La Isla está pariendo. Su piel negra se desgarra para que salga el calor de siglos y grita. Lleva días contrayendo su vientre, retorciéndose en las madrugadas, manteniendo en vilo a sus hijas. Ahora su cuerpo tiembla sin parar y su voz ronca se esparce, empujada por el alisio fresco, anunciando de nuevo su más firme determinación: nadie, ni las mismísimas diosas que todo lo crean, podrán encadenarla.
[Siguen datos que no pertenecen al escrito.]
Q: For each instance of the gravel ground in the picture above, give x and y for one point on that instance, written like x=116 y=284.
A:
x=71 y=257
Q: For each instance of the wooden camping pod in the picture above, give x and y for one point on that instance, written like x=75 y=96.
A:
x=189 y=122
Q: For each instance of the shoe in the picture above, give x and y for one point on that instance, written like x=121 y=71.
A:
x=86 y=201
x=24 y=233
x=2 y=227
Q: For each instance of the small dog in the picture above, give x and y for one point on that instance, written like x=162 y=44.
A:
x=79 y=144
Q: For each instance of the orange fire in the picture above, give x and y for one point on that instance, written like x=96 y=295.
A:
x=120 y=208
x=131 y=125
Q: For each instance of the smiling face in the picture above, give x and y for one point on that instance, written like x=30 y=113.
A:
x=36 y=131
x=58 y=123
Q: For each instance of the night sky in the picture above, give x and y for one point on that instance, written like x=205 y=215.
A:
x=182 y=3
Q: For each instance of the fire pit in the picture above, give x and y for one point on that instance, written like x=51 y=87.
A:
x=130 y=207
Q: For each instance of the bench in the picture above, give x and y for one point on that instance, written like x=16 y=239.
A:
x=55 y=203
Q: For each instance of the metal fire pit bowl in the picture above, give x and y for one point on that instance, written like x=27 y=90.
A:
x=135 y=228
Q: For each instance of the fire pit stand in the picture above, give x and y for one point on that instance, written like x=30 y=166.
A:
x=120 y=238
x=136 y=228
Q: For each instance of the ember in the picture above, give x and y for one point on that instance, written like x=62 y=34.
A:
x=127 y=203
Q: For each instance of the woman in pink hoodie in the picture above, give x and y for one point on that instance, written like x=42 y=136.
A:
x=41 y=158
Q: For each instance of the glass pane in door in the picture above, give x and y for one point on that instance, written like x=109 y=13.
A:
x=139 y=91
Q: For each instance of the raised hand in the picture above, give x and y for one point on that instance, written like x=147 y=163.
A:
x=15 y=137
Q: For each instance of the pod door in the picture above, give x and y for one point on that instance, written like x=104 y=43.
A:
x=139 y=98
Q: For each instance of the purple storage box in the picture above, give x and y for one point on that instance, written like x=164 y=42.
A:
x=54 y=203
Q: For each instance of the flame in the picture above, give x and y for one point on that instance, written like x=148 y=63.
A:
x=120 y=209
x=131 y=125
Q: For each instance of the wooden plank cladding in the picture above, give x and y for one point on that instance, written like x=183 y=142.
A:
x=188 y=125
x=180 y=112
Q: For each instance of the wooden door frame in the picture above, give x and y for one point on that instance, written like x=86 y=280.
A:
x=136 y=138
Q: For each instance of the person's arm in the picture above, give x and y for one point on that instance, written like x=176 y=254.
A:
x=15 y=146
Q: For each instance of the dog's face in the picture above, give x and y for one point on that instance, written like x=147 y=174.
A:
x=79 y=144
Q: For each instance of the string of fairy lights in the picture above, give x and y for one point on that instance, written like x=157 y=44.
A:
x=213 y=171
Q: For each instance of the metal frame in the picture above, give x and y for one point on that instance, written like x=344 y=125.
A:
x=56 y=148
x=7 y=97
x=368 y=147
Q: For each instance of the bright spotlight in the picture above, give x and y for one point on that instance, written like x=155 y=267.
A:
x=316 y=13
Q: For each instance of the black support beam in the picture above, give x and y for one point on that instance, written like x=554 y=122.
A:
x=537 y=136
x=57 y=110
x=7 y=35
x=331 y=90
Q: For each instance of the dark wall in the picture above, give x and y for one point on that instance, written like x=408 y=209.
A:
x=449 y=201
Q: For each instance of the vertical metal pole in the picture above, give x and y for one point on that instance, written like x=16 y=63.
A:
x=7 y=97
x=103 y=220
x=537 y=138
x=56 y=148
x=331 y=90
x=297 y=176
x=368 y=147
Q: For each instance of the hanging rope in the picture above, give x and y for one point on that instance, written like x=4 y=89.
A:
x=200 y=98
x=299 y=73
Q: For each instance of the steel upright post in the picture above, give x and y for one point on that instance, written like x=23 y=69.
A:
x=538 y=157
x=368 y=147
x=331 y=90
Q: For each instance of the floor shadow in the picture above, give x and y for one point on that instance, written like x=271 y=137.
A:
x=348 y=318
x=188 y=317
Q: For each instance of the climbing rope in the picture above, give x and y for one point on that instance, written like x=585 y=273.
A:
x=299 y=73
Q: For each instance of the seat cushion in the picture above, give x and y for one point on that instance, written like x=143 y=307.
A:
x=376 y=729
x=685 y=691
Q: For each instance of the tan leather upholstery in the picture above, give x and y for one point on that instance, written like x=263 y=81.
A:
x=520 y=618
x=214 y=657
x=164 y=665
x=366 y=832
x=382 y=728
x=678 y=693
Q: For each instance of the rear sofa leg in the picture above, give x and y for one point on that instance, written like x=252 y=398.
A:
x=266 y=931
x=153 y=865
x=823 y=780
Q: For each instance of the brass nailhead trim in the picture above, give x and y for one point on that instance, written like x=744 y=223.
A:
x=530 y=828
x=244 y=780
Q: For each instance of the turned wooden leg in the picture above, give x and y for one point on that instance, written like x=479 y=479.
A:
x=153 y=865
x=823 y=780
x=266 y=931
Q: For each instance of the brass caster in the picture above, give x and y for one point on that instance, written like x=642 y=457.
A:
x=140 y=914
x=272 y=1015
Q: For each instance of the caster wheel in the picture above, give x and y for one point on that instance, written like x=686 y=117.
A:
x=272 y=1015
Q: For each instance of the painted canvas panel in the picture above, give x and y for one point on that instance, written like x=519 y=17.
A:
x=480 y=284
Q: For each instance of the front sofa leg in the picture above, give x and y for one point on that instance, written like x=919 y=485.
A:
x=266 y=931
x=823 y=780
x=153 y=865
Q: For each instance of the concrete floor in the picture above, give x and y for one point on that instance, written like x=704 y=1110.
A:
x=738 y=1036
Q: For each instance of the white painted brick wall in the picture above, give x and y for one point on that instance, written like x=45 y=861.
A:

Que es libre de nacerse y que lo hace para regalarle al océano un nuevo beso ardiente, para vestir de oro a la noche, para tejer nuevas alforjas en las que guardar las semillas de los tiempos nuevos.
Se está rajando la Isla y en el silencio de la noche rompe aguas de fuego que se precipitan por el tobogán de la memoria. Imparables, chamuscando a los cardones altivos, los ríos rojos adelantan la amanecida. La lluvia negra embrumece el cielo limpio de estrellas y la Isla llora su dolor amontonado. Sabe que su parto de lava será el sostén de vidas nuevas, que tiene que matar para nacerse, que debe engendrar soledades para seguir construyendo esperanzas.
Está pariendo nuevos ojos con los que mirar el Universo, nuevos riscos que se abrigarán con musgos atrevidos, más isla en la que destilar la historia de los hijos del silencio, más vida que brotará de las cenizas de la muerte.